The buds are so deep pink.The cabbages are getting HUGE already, and are both blue-green and purple. Will this ever become a red cabbage as advertised? I have never grown cabbages before, but am so glad I decided to have these in my kitchen garden. I also have some smaller stonehead specimens, which look like regular storebought cabbages so far.

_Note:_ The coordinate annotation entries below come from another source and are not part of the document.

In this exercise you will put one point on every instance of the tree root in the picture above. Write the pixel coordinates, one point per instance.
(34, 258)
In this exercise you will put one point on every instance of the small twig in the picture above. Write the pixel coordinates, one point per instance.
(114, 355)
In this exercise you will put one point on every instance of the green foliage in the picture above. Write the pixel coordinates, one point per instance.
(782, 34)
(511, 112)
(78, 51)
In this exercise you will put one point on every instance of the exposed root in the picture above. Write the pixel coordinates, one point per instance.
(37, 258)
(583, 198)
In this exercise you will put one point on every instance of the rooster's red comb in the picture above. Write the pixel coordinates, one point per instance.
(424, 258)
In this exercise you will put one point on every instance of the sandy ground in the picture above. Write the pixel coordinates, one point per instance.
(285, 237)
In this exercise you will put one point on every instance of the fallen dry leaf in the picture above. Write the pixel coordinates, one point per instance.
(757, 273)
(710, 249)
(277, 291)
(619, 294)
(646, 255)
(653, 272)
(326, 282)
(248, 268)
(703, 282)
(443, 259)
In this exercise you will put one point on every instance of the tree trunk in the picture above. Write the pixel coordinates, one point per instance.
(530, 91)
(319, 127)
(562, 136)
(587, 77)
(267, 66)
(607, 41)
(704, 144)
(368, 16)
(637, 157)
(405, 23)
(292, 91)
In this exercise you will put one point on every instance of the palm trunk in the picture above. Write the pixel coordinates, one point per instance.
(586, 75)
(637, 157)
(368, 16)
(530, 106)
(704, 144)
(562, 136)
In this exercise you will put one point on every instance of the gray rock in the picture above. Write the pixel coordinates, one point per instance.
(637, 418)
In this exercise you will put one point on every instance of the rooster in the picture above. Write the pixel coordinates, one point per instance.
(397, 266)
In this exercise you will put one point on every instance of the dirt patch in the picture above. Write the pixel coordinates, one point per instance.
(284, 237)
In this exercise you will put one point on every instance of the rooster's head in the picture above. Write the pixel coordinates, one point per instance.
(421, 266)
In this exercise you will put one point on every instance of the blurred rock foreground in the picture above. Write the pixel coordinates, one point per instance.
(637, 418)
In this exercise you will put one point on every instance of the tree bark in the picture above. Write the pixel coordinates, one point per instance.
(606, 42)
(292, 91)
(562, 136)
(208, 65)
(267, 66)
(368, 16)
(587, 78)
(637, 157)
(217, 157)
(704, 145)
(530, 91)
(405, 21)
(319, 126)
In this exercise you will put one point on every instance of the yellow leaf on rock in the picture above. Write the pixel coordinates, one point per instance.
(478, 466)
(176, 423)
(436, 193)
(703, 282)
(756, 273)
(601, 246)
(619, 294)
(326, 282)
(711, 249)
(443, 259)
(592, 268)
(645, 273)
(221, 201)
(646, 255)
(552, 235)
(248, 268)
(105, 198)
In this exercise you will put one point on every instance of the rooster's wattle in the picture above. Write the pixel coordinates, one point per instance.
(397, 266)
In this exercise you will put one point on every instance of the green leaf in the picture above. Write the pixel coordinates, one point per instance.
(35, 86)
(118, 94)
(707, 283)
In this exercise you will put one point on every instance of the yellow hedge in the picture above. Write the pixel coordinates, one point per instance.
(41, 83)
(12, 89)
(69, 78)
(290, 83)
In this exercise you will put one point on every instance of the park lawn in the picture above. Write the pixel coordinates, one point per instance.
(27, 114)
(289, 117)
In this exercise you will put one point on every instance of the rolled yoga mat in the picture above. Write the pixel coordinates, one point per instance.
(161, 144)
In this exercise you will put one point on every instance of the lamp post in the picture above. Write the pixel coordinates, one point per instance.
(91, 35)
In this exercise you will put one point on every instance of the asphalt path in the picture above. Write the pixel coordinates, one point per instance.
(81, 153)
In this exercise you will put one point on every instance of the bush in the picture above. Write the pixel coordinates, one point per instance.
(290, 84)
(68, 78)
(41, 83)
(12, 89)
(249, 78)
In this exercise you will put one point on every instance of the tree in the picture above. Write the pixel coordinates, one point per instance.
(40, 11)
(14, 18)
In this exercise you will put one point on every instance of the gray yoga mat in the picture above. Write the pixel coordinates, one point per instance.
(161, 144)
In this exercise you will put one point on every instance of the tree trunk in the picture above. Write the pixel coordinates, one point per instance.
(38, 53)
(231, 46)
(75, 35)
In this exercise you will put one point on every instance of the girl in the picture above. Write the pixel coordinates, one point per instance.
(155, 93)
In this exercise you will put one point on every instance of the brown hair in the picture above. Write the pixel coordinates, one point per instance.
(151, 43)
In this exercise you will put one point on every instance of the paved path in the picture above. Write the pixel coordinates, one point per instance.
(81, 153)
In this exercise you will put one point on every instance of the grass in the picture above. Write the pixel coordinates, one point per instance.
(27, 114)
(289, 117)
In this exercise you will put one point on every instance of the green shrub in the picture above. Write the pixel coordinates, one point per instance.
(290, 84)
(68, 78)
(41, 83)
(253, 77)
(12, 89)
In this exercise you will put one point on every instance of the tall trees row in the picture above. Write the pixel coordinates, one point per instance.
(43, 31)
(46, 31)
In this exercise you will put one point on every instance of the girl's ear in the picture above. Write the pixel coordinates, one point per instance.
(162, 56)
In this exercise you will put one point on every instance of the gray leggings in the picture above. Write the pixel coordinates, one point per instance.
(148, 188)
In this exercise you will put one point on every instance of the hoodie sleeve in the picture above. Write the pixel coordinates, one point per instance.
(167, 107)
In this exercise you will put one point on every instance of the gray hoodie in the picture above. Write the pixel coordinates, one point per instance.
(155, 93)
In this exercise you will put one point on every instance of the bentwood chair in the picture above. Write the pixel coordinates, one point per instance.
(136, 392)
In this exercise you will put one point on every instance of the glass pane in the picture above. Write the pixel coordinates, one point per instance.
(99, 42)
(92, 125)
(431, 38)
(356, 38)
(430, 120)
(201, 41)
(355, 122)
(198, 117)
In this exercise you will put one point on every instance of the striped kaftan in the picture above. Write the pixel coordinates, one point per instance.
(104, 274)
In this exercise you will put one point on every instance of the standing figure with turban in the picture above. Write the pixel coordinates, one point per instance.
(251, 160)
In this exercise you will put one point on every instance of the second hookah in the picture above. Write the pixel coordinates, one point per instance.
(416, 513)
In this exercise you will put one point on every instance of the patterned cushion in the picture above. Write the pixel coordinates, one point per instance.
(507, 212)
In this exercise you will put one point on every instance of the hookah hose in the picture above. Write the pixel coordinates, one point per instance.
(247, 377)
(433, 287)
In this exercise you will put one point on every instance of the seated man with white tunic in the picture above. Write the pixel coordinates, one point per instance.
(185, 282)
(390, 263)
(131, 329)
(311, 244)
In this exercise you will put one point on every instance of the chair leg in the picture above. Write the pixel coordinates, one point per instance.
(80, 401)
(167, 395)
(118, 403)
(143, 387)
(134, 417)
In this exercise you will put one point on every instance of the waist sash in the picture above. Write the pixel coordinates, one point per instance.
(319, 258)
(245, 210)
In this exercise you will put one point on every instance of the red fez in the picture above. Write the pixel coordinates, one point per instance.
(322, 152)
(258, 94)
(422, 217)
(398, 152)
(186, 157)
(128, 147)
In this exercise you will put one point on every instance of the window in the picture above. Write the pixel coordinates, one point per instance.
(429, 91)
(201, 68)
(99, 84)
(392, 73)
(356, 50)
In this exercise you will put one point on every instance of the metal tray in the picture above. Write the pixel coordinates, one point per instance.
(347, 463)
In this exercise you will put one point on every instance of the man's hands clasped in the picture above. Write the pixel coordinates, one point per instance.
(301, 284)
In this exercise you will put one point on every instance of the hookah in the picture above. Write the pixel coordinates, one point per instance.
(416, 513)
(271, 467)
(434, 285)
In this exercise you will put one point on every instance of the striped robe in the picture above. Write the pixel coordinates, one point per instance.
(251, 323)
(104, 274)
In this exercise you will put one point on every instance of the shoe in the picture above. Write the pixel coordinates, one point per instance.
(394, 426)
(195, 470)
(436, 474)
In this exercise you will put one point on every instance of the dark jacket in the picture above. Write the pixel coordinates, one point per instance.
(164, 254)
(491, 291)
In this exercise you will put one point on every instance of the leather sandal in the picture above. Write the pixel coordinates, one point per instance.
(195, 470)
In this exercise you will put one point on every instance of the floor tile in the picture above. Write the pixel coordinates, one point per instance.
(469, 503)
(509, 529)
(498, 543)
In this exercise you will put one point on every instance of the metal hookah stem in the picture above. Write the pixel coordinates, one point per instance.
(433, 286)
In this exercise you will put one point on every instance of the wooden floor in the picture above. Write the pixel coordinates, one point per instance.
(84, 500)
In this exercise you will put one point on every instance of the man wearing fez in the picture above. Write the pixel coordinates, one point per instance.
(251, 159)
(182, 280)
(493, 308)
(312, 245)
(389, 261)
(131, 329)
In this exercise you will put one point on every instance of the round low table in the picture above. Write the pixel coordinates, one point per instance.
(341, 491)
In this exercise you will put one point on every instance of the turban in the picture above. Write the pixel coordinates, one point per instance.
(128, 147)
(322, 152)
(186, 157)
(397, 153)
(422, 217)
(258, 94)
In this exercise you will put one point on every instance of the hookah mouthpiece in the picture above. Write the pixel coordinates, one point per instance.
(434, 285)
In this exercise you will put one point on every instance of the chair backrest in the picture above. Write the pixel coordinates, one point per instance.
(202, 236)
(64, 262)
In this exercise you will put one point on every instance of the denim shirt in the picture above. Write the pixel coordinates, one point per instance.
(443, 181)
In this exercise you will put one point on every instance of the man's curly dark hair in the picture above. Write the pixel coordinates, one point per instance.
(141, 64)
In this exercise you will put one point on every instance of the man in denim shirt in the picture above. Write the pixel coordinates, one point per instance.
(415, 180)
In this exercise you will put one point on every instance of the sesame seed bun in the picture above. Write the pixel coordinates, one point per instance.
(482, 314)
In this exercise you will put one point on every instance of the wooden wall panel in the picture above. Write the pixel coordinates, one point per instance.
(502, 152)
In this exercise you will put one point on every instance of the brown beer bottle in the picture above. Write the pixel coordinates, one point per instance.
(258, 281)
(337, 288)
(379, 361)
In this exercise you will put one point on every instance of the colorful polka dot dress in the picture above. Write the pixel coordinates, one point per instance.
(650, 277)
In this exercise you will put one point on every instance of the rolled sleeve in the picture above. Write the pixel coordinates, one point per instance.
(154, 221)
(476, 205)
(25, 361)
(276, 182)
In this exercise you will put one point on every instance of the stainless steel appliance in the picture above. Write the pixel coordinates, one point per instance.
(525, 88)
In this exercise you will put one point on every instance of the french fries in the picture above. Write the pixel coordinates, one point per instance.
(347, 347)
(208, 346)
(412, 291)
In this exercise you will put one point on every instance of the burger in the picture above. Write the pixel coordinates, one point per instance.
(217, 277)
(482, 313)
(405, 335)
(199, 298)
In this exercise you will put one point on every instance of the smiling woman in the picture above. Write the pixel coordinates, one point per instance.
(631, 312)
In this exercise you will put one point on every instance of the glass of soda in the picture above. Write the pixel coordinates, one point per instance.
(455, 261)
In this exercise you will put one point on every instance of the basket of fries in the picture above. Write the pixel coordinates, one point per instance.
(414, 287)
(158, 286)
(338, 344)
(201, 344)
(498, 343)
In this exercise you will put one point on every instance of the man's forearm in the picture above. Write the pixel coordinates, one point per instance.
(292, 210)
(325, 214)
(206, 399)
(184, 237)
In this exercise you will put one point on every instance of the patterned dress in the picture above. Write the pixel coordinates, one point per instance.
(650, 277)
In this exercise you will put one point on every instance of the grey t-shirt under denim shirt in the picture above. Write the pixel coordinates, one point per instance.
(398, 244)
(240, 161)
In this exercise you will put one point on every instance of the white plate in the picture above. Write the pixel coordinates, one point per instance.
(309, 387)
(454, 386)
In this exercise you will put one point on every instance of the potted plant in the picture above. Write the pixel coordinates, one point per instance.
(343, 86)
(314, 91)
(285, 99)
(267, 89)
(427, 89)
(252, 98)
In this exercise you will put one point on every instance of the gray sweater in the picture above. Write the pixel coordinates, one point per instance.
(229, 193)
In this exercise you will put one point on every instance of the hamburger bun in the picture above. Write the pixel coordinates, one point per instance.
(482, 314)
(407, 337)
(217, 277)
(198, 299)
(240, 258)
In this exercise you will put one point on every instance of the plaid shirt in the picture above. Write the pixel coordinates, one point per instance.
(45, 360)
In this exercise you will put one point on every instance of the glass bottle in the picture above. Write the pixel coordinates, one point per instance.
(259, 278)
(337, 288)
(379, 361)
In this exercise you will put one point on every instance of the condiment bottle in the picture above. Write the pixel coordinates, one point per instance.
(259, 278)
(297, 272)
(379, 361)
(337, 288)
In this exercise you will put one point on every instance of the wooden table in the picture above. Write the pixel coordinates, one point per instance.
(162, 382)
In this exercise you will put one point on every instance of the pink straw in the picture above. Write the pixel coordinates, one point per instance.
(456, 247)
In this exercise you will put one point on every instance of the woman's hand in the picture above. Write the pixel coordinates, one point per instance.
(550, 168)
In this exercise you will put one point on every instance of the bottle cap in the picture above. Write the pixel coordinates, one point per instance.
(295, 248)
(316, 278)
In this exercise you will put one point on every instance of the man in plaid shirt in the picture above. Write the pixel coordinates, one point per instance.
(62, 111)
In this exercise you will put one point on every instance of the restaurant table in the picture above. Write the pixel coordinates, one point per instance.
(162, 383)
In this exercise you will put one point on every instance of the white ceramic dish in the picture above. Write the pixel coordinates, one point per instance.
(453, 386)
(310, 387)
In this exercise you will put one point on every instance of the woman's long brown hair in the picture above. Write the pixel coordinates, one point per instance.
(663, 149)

Except for more basil seedlings to come, the kitchen gardens are completed. I have used the plastic bottles as mini-greenhouses for my poblano pepper sprouts. They took FOREVER to sprout and I don't want anything to mess with their eventual maturing. Behind them are nine California Wonder plants, from a pack that I have had as long as the cabbages. I just put them in because the soil temps rose to an appropriate 50 degrees. I have flowers, both annuals and perennials mixed in with the veggies and some cilantro seeds have been scattered near the walkway, making them easier to pick when needed.I still have pots of tomatoes to plant, but we are in the middle of constructing a bed for them and are waiting to get more landscape timbers to finish off the plot. The varieties that are going in are German Pink, Brandywine, Park's Whopper and Sweet 100's. Way too many tomatoes for one girl, since Dave doesn't eat them. Add to that, 9 cucumber plants and 9 zucchini, and I should seriously begin designing my fruit stand for the coming harvest. What have I done?
Friday, May 02, 2008
I missed the bottom stair and fell on my butt yesterday. It was my famous ankle that always gets sprained. It didn't hurt for several hours, and I got some work done, but when I was planting on the hillside slope, it spoke to me loud and clear. I had to hobble off to bed midday. After a nice nap and some Aleve I was much better thank you. And meanwhile Dave MULCHED THE HILL!!
Then I wake up Dave and he adds more wood to the fire. When they built this house they moved the downed trees to three or four spots on the property and they are such an eyesore. It will take quite some time to eliminate all of them. If I lived here alone it would never happen, but Dave dreams bigger than I do.